I slipped into Satan's pit about ten days ago. Everything became considerably worse. It was all preceded by a ramping up of the relentless pain. I was tipped into bed and stayed there for several days. Nothing I could do except wait it all out. Insomnia, due to the vibrations and anxiety within my body, made it harder to remain pacif as I have to do to get through. Fighting is a natural reaction but only makes symptoms worse. I've learnt that acceptance and giving in is the only way.
I continue to wait it out although the pain has eased. I'm living in a fog and remain lethargic and unmotivated but it will pass. Bliss has given me hope that this may be the dark before the dawn. Now at 22 months I'm trusting the possibility but also accepting there may be more to come. I've been better, I've had widows and know these will happen again.

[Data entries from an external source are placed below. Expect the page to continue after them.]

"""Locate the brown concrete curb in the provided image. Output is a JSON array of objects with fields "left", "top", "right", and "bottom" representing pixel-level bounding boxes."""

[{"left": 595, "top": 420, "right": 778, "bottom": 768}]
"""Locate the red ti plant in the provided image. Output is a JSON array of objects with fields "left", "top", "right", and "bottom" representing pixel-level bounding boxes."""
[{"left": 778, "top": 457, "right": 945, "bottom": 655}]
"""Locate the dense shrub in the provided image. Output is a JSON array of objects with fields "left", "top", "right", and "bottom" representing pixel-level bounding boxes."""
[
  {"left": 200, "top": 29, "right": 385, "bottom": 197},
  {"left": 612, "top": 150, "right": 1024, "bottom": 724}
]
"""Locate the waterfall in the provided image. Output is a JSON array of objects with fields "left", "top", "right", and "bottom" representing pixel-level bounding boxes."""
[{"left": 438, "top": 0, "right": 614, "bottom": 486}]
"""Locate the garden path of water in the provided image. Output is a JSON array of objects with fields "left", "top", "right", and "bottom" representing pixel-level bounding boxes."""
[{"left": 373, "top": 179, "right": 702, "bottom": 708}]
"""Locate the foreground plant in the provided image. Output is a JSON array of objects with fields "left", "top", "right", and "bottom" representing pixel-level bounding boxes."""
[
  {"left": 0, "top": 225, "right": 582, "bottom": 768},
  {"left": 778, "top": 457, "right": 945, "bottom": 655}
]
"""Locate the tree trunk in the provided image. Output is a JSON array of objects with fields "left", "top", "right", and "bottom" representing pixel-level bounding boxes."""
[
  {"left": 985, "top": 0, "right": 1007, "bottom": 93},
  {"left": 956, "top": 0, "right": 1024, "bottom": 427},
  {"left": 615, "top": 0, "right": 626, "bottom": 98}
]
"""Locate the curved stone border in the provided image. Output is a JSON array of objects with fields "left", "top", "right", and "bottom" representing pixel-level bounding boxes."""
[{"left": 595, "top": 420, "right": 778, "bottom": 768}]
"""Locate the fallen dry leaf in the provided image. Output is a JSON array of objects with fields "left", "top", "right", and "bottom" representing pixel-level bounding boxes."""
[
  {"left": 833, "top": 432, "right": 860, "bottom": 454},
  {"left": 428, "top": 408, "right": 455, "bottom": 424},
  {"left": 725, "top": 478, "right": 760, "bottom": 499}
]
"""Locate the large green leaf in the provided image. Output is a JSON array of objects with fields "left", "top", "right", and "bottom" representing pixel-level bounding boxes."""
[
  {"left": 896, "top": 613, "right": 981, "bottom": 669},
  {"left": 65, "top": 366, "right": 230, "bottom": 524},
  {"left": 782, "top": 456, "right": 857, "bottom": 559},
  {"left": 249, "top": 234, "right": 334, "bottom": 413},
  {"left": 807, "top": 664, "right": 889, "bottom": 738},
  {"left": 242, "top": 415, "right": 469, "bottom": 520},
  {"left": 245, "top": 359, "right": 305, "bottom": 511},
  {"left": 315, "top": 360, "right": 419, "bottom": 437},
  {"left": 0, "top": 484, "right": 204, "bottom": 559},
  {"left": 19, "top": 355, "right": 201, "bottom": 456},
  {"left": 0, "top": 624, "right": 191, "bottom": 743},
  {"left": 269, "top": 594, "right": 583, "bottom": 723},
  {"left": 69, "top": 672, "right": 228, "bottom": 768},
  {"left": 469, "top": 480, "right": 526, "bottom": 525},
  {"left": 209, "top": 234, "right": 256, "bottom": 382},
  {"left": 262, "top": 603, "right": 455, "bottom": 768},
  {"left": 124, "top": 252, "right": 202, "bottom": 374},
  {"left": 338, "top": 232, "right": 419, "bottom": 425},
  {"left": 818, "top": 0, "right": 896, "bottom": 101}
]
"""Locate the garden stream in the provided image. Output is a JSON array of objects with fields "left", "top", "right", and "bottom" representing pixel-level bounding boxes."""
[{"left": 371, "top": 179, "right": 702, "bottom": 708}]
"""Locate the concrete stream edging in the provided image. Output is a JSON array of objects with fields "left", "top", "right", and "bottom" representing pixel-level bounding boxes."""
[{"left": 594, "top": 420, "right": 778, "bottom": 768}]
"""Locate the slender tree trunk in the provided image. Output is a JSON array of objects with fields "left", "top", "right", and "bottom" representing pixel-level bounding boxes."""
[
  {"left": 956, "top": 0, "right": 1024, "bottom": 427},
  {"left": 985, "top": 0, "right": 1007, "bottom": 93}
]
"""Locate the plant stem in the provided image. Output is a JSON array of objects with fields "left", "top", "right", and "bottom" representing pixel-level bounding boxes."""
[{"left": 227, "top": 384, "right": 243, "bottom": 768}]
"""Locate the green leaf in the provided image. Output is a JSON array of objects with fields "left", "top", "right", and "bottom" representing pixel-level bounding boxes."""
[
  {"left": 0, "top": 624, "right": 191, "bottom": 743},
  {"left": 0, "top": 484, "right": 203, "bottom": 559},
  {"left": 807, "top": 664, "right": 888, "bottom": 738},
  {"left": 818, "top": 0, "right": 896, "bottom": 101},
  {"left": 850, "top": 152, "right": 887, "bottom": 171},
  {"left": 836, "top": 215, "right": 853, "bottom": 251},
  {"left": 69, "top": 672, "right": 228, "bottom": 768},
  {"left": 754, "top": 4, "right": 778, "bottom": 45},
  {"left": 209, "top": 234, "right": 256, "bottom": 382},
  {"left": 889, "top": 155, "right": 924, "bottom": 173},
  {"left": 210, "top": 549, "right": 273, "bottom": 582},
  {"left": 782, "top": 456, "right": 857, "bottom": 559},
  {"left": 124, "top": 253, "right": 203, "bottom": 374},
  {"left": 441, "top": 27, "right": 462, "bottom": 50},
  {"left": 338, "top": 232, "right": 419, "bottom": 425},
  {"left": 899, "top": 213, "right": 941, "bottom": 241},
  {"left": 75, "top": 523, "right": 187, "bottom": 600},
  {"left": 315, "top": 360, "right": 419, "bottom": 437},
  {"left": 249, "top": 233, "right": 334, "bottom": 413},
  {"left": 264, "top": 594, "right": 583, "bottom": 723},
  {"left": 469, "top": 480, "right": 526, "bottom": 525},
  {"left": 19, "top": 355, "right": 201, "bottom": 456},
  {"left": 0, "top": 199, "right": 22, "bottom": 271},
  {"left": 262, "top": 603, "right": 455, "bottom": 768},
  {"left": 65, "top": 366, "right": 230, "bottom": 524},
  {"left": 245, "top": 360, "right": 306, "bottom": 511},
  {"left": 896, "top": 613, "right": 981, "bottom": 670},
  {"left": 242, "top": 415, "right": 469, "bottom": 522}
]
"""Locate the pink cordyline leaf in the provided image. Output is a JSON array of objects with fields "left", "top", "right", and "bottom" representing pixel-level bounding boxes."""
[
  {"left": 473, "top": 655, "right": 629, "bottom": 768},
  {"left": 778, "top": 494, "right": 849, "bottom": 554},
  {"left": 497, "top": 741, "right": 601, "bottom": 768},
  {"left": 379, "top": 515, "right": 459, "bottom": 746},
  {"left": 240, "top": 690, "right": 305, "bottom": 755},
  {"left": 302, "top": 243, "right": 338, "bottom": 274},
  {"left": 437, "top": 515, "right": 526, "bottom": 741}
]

I have a long history of benzodiazepines starting in the seventies. I've also been put on several different forms of these drugs over the years. When one stopped working to help me sleep so my doctor of the time was only to ready to prescribe another. The list must be quite long and I will check all this out when fully recovered. Luckily I was able to avoid the addition of any other class of psychiatric drug although they were offered! I also tried to completely stop the sleeping tablets as time went on but always had a reaction after a week or more. I never took the drugs every night but would go two or three nights with nothing as in the latter years I was only prescribed ten a month. I now know the damage that an intermittent dose like this can do. My brain was going in and out of withdrawal on a daily basis. No wonder I'm still suffering. This phenomenon of repeated withdrawal over time from any drugs or alcohol is known as kindling. Wikipedia offers the best explanation.....http://en.wikipedia.org/wiki/Kindling_(sedative-hypnotic_withdrawal)
With kindling perhaps comes a worse withdrawal syndrome which lasts longer and brings more symptoms. All I can do is wait it out. I know I am recovering and this is a time of major brain reconstruction. The worse it is the better I will be when through this wave. I have enormous hope and certainty that healing is on it's way.